Shannon Frye has a reason to be angry again, and he attributes it to all those dudes in the girl pants.

"Everything goes in circles," the shaven-headed drummer for Las Vegas metallers Avenger of Blood notes, arms jutting out of a black vest. "In the ’80s, there was the whole glam thing, with poofed-up hair and the makeup and the girl clothes. Now look at it, the makeup, the girl pants, it’s all coming back."

And, perhaps as a result, so is glam metal’s inverse: leather-wrapped thrash metal, complete with bullet belts, perma scowls and lots of songs about nuclear annihilation.
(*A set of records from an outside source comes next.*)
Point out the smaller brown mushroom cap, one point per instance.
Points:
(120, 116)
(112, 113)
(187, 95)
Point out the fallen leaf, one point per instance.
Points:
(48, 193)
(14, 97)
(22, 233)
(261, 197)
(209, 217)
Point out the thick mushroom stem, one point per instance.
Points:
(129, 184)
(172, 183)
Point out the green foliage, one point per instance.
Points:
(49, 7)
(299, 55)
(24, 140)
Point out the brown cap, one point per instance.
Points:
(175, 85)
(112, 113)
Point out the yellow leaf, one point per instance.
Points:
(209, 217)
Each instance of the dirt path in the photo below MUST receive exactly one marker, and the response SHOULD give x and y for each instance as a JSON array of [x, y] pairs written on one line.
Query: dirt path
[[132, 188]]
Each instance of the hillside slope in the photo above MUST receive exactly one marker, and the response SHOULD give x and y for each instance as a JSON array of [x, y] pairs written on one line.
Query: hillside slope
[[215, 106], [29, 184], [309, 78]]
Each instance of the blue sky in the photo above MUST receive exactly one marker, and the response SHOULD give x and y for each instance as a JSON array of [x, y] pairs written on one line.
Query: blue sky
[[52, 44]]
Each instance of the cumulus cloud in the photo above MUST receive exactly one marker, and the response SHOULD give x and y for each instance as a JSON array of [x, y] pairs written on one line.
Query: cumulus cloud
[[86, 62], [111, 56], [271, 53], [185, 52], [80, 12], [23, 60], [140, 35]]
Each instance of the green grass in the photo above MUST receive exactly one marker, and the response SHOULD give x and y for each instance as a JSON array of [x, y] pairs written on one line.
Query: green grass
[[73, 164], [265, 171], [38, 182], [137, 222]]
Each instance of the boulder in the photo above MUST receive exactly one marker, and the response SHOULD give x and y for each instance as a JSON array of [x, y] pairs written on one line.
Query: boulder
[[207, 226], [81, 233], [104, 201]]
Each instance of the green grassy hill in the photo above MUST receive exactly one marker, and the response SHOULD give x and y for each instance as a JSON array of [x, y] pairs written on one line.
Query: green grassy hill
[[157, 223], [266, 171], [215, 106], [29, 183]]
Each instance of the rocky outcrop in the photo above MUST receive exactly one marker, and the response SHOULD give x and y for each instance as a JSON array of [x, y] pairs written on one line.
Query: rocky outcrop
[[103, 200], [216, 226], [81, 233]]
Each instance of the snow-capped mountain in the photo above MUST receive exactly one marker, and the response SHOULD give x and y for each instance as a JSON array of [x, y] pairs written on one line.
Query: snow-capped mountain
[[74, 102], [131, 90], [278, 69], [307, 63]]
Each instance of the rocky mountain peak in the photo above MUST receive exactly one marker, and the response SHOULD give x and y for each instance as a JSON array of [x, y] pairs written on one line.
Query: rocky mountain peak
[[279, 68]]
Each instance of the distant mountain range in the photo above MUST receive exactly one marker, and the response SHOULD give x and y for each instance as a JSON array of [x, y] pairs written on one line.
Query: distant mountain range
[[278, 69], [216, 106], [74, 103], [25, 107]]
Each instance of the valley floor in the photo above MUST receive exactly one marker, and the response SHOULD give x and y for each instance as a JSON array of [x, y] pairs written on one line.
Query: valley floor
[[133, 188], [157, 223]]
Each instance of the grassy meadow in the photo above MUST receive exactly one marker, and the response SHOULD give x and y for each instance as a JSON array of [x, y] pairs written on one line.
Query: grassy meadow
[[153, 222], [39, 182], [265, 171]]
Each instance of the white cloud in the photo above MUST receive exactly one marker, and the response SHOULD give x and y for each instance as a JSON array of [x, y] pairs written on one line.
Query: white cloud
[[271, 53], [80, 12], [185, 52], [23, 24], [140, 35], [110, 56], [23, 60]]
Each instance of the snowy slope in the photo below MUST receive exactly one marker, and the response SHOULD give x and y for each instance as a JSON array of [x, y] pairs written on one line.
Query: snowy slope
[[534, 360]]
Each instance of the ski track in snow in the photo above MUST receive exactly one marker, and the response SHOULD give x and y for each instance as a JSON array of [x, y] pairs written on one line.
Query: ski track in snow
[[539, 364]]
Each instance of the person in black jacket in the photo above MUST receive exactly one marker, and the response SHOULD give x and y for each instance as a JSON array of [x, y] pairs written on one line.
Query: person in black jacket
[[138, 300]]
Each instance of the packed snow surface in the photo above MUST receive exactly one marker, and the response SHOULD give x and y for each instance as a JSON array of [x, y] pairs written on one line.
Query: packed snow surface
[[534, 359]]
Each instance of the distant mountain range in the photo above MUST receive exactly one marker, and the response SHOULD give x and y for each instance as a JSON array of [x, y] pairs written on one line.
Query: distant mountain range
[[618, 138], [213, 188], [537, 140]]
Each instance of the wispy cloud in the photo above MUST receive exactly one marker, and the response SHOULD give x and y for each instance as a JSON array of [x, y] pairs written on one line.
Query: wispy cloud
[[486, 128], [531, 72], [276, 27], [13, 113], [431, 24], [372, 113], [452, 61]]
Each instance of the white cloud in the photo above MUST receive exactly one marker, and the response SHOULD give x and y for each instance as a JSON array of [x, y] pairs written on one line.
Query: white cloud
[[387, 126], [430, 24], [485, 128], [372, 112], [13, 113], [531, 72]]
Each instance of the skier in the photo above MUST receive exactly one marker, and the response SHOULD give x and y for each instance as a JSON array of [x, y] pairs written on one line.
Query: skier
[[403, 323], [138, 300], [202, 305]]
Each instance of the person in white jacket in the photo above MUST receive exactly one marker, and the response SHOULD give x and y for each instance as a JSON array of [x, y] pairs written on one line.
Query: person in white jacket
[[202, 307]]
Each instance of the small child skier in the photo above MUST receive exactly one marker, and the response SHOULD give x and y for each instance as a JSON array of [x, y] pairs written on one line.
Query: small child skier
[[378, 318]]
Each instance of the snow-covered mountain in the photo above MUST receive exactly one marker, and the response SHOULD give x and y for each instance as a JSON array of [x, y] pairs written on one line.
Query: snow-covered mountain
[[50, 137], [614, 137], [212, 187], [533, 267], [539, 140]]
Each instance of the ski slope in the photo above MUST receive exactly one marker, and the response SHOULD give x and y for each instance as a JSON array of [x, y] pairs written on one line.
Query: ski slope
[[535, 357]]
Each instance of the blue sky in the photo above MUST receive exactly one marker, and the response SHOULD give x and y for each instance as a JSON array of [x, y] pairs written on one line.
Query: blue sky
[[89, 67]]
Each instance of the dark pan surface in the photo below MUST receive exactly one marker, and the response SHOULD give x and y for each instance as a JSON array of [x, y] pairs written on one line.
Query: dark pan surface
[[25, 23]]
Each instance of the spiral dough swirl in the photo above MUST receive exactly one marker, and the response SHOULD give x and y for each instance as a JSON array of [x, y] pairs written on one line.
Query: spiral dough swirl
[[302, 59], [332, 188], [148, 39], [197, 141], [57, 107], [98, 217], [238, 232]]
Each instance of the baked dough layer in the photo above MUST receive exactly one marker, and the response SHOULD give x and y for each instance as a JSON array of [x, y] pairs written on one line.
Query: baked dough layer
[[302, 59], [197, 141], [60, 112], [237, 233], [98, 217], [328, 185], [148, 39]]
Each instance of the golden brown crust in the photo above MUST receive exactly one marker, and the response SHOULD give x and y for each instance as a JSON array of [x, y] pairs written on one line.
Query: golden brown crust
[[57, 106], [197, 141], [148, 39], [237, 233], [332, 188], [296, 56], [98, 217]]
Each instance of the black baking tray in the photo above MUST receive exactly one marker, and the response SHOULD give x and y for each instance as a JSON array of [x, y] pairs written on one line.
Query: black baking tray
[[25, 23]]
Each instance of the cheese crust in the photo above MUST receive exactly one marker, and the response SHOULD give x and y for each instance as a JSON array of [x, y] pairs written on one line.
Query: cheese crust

"You have to have some poverty and war going on to have good thrash," Avenger of Blood singer/guitarist Eric Greaney says with a chuckle from the living room of the south-side home studio where the band is tracking its second full-length disc, "Death Brigade." "Republicans have to be in power to have good thrash metal."

Greaney’s joking, but there’s some truth to what he says: Thrash was always the most socially conscious of metal’s many escapist-minded subgenres, and the music hit its creative stride in the early to mid-’80s.

In recent years, however, a slew of retro-minded throwback acts such as Municipal Waste, Dekapitator and Rumpelstiltskin Grinder have resuscitated the thrash ranks.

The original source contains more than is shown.